A horizontal 50 N force acts on a 2 kg crate which is at rest on a smooth horizontal surface. At the instant the particle has gone 2 m, the rate at which the force is doing work is :

To solve the problem, we need to find the rate at which the force is doing work on the crate after it has moved 2 meters. This rate is defined as power. ### Step-by-Step Solution: 1. **Identify the Given Data:** - Force (F) = 50 N - Mass (m) = 2 kg - Displacement (s) = 2 m 2. **Calculate the Acceleration:** - According to Newton's second law, acceleration (a) can be calculated using the formula: \[ a = \frac{F}{m} \] - Substituting the values: \[ a = \frac{50 \, \text{N}}{2 \, \text{kg}} = 25 \, \text{m/s}^2 \] 3. **Determine the Final Velocity:** - We can use the kinematic equation to find the final velocity (v) after the crate has moved 2 meters.
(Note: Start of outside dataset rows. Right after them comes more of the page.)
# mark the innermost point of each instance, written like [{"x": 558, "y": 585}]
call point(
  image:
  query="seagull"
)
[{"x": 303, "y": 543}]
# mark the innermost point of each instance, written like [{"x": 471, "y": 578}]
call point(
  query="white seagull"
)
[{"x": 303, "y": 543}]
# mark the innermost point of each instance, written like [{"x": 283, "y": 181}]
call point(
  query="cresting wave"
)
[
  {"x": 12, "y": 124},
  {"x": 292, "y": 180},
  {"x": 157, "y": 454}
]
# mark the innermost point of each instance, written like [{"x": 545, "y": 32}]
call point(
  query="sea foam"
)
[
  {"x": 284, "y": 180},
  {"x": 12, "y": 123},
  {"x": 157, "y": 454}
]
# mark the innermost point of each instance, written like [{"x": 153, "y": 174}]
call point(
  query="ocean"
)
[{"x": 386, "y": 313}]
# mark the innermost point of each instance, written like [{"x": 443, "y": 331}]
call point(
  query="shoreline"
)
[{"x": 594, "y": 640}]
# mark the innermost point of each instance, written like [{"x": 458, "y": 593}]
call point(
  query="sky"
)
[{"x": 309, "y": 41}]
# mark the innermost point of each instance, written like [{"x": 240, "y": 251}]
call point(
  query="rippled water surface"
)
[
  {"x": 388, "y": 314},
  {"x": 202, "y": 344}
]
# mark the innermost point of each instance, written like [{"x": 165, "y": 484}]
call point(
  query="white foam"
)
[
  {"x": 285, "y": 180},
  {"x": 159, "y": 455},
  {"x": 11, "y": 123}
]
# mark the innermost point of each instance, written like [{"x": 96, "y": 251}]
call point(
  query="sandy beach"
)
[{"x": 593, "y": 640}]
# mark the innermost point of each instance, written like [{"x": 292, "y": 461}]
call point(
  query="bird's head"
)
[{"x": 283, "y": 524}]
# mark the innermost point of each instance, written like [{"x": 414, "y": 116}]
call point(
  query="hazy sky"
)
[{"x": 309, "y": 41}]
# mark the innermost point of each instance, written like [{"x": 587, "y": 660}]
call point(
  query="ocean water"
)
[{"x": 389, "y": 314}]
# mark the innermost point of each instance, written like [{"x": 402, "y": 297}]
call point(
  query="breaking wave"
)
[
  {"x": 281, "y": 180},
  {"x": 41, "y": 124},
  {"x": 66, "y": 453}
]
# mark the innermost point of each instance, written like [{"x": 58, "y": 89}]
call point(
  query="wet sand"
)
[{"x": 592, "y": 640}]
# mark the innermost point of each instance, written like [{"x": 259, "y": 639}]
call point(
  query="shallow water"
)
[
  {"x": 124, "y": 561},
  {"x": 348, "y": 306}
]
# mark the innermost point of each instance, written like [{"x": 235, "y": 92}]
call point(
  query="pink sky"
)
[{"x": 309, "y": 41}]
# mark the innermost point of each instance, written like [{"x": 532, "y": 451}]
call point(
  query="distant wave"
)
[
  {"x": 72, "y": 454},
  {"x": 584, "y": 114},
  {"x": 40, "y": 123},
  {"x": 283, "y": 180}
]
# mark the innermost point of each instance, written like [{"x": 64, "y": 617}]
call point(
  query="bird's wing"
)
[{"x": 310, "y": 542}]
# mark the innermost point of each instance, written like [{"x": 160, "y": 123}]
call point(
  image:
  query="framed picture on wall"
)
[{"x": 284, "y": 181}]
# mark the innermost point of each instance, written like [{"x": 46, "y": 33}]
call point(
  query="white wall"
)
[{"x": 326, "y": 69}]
The equation is: \[ v^2 = u^2 + 2as \] - Since the crate starts from rest, the initial velocity (u) = 0. Thus: \[ v^2 = 0 + 2 \cdot 25 \, \text{m/s}^2 \cdot 2 \, \text{m} \] \[ v^2 = 100 \] \[ v = \sqrt{100} = 10 \, \text{m/s} \] 4. **Calculate the Instantaneous Power:** - The instantaneous power (P) can be calculated using the formula: \[ P = F \cdot v \] - Substituting the values we have: \[ P = 50 \, \text{N} \cdot 10 \, \text{m/s} = 500 \, \text{W} \] ### Final Answer: The rate at which the force is doing work is **500 Watts**. ---